Caché sous un tas de vieilles revues,
J’ai débusqué un étui d’allumettes…
J’en ai craqué une à la boulevue,
Et dans sa lueur, j’ai revu mamette… :
“Alorrs Brruno”, me dit-elle au dépourvu,
“Suis-moi, et viens cueillir quelques reinettes!”
J’étais abasourdi, estomaqué;
Je me pinçai, mais c’était bien… Mamie!
“N’ai pas peur, je ne vais pas te niaquer…
Je veux juste te parler, c’est promis.” “!”
“Tu te souviens quand jeunot, tu te moquais?...” ”!”
“Je ne veux pa troubler ta douce eurythmie…”
Mais sache Bruno que tu m’as peinée.”
Je n’en revenais pas… Quelle vision!
“Alorrs Brruno, tu vois, c’est ta journée…

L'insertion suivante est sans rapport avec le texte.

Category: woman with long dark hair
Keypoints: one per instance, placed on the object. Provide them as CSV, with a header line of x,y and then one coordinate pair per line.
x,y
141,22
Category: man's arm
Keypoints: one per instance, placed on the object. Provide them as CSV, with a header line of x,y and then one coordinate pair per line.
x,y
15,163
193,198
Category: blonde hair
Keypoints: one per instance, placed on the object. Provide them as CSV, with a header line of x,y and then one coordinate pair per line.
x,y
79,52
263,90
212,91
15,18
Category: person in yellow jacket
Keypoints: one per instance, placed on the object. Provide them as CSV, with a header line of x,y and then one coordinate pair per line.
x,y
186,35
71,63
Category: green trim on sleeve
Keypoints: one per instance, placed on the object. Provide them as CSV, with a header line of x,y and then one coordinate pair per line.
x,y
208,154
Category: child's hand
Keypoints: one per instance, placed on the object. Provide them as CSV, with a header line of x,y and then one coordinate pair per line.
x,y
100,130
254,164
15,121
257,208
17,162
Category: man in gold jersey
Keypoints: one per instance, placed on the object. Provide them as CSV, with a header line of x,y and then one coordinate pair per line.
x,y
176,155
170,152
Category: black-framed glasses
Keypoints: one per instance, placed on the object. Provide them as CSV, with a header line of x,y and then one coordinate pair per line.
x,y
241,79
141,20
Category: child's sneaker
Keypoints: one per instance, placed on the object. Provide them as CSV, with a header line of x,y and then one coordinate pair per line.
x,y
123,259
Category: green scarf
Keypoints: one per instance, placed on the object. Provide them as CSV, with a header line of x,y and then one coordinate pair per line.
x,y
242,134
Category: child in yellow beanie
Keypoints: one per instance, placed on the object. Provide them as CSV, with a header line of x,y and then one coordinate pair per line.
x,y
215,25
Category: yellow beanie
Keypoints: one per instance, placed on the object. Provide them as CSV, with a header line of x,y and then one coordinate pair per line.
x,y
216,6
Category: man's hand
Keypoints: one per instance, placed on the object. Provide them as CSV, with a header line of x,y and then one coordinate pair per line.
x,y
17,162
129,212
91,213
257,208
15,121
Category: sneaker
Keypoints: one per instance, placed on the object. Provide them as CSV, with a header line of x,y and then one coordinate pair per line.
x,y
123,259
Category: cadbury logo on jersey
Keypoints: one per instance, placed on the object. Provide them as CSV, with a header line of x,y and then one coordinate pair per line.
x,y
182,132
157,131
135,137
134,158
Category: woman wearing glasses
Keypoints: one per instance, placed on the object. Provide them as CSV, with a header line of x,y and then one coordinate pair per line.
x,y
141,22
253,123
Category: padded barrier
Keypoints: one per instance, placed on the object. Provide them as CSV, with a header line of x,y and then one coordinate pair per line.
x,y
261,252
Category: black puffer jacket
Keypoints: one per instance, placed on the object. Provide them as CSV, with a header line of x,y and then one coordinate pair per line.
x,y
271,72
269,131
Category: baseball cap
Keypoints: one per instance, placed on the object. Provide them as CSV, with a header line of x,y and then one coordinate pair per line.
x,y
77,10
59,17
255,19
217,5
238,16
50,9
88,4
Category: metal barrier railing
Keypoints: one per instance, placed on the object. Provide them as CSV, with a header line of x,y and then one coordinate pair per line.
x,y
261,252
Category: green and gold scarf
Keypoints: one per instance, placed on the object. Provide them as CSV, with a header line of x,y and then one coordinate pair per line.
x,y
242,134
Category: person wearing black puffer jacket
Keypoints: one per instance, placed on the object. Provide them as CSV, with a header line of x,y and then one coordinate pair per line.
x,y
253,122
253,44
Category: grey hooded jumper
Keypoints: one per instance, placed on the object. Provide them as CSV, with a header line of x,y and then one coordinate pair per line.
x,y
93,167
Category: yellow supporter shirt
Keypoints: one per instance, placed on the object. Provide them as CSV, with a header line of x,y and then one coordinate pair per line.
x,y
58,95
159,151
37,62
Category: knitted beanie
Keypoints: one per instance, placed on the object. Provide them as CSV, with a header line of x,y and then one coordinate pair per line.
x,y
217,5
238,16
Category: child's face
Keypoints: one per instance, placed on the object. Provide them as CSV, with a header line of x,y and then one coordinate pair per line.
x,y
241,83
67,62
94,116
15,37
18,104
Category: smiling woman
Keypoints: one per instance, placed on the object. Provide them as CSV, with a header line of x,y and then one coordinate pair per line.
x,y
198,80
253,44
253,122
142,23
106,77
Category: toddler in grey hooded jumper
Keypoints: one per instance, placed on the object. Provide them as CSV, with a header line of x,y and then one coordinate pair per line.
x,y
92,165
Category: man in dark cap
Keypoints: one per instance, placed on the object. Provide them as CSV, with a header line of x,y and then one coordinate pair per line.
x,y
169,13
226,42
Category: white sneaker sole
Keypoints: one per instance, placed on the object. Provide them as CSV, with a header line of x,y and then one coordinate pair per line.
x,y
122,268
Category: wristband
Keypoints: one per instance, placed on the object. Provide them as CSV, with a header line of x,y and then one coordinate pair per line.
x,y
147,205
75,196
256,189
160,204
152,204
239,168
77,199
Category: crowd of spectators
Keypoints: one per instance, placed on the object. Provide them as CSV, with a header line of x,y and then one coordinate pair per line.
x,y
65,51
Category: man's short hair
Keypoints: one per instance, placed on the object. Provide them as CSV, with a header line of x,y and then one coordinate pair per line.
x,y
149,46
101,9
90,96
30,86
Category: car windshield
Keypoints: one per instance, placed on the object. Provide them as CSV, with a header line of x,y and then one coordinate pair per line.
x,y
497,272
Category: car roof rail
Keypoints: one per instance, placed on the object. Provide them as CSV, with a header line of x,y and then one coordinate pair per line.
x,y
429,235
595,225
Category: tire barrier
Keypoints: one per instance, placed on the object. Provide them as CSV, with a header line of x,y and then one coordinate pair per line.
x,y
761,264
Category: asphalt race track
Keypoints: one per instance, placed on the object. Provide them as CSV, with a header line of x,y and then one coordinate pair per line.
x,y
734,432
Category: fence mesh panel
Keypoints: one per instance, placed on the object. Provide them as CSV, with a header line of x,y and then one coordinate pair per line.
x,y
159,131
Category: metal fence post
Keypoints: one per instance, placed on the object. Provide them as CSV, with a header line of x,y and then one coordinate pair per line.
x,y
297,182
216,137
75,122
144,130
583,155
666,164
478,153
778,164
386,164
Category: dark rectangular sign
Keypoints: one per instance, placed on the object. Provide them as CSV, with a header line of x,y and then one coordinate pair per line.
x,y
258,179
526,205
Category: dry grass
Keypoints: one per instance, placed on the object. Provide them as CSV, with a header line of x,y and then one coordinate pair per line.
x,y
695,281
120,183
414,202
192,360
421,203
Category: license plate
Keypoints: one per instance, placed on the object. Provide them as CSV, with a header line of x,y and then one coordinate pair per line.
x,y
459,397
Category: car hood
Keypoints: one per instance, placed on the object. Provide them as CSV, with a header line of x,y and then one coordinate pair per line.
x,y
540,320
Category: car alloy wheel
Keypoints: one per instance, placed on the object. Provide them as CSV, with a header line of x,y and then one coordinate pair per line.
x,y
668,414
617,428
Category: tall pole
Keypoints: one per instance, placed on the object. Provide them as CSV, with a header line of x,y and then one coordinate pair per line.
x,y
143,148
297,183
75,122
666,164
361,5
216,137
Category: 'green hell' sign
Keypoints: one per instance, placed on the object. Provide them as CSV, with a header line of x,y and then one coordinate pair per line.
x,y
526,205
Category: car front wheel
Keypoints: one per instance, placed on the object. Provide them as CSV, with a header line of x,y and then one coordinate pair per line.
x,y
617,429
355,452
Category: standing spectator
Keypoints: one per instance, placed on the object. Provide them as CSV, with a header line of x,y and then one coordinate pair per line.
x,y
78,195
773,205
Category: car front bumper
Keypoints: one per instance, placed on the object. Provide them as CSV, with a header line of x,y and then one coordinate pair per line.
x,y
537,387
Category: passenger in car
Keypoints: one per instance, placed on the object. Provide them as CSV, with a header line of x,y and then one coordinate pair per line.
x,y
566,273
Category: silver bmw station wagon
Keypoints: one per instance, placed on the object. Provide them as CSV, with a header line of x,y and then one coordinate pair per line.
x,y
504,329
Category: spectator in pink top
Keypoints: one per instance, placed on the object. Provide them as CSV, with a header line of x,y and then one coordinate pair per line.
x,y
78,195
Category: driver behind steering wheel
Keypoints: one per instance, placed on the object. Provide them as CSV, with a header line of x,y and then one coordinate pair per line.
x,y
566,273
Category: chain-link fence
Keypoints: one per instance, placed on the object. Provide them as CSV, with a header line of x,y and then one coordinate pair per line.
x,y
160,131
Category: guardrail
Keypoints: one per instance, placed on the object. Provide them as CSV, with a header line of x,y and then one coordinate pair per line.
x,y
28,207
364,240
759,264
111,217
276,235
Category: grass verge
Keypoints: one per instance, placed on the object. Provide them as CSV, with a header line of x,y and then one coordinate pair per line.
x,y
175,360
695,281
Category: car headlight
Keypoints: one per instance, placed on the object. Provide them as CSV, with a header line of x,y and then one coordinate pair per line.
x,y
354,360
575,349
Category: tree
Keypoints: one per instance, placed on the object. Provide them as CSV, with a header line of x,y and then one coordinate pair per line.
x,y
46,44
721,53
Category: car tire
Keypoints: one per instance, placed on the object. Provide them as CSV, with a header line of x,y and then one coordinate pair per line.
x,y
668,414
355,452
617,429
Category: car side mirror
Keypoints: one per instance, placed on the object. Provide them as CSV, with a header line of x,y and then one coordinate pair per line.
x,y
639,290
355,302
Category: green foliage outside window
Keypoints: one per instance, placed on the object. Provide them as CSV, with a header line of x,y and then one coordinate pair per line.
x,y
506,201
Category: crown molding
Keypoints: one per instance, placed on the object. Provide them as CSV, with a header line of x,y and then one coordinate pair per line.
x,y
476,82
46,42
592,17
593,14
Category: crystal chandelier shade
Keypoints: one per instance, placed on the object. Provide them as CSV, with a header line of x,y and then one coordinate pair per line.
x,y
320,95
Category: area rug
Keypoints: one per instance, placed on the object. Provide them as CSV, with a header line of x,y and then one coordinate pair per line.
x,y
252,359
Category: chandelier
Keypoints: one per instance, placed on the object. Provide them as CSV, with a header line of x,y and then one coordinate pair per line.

Excuse-toi, fais-moi bonne impression.”
“Pardon mamie”… “Voilà, c’est pardonné!”
Comme mamie tardait à s’en aller,
Je lui promis que je l’aimais aussi,
Et qu’en pauvre agnelet, je m’en voulais…
Elle disparut sans dire merci,
En me laissant si seul que j’en chialai.
Ceux qui croient qu’avec l’âge on s’endurcit,
Feront bien de méditer la vision
De ma grand-mère et de ces quelques pleurs…
Cette apparition et cette émotion
Pour dire : pas de confort sans douleur,
Car il faut pour chacun quelque attention
Si l’on souhaite se soustraire au malheur.